User Segmentation

Segment users from feedback data based on behavior, JTBD, and needs. Identifies at least 3 distinct user segments. Use when segmenting a user base,

What Is This?

Overview

User segmentation is the process of dividing a user base into distinct groups based on shared behaviors, motivations, needs, and jobs-to-be-done (JTBD). Rather than treating all users as a single homogeneous audience, this skill analyzes feedback data to surface hidden customer groups that behave differently, want different outcomes, and require different product responses. The result is a structured segmentation model that product teams can act on immediately.

This skill draws on qualitative and quantitative feedback sources, including survey responses, support tickets, interview transcripts, and usage logs. It applies behavioral clustering and JTBD frameworks to identify at least three distinct user segments, each defined by a consistent pattern of goals, pain points, and decision-making criteria. The output gives teams a shared language for discussing their users with precision.

The segmentation model produced by this skill is not a static persona document. It is a working analytical framework that connects user behavior to product decisions, prioritization, and messaging strategy.

Who Should Use This

  • Product managers who need to prioritize features for specific user groups rather than a generic average user
  • UX researchers analyzing large volumes of mixed feedback that appear contradictory without segmentation context
  • Growth and marketing teams building targeted acquisition or retention campaigns based on behavioral profiles
  • Designers who need to understand the distinct workflows and mental models of different user types before making interface decisions
  • Startup founders validating whether their product serves one coherent audience or multiple distinct ones
  • Customer success teams mapping support patterns to underlying user needs and segment-specific friction points

Why Use It?

Problems It Solves

  • Conflicting feedback from different user types gets averaged out, leading to product decisions that satisfy no one fully. Segmentation separates these signals so each group is heard accurately.
  • Teams build features for an imagined average user who does not actually exist in the data, wasting development cycles on low-impact work.
  • Roadmap prioritization becomes political rather than evidence-based when there is no shared model of who the users are and what they need.
  • Messaging and onboarding flows fail to convert because they address the wrong job-to-be-done for a given user type.
  • Support and success teams cannot scale their responses efficiently without knowing which segment a user belongs to and what that implies about their needs.

Core Highlights

  • Identifies a minimum of three distinct user segments from raw feedback data
  • Applies jobs-to-be-done framing to define each segment by motivation, not just demographics
  • Surfaces behavioral patterns that distinguish segments from one another
  • Produces segment profiles with named characteristics, goals, and friction points
  • Connects segment definitions to actionable product and messaging implications
  • Works with qualitative data, quantitative data, or a combination of both
  • Reduces noise in feedback analysis by attributing signals to specific user groups
  • Provides a reusable segmentation model that can be updated as new data arrives

How to Use It?

Basic Usage

Provide the skill with a body of user feedback. This can be raw text, structured survey exports, or a combined dataset. A minimal invocation looks like this:

Input: [paste user feedback data or upload transcript file]
Task: Segment users based on behavior, JTBD, and needs.
Output format: At least 3 named segments with profiles.

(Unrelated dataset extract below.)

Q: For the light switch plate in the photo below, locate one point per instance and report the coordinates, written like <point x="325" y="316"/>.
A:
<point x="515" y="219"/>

The skill will parse the input, identify recurring behavioral and motivational patterns, and return a structured segmentation report.

Specific Scenarios

Scenario 1: Analyzing survey responses after a product launch. Export open-ended survey responses to a CSV file and pass the text column to the skill. It will cluster responses by underlying job-to-be-done and return distinct segments with representative quotes.

Scenario 2: Processing support ticket archives. Feed a batch of support tickets into the skill with a note about the product context. The skill identifies which user types generate which complaint patterns, producing segments defined by friction rather than demographics.

Real-World Examples

A B2B SaaS team discovers through segmentation that their user base contains three groups: power users automating workflows, occasional users completing one-off tasks, and administrators managing access. Each group needs a different onboarding path.

A consumer app team finds that feedback about "too complicated" comes entirely from one segment, while another segment actively requests more advanced controls. Without segmentation, these signals cancel each other out.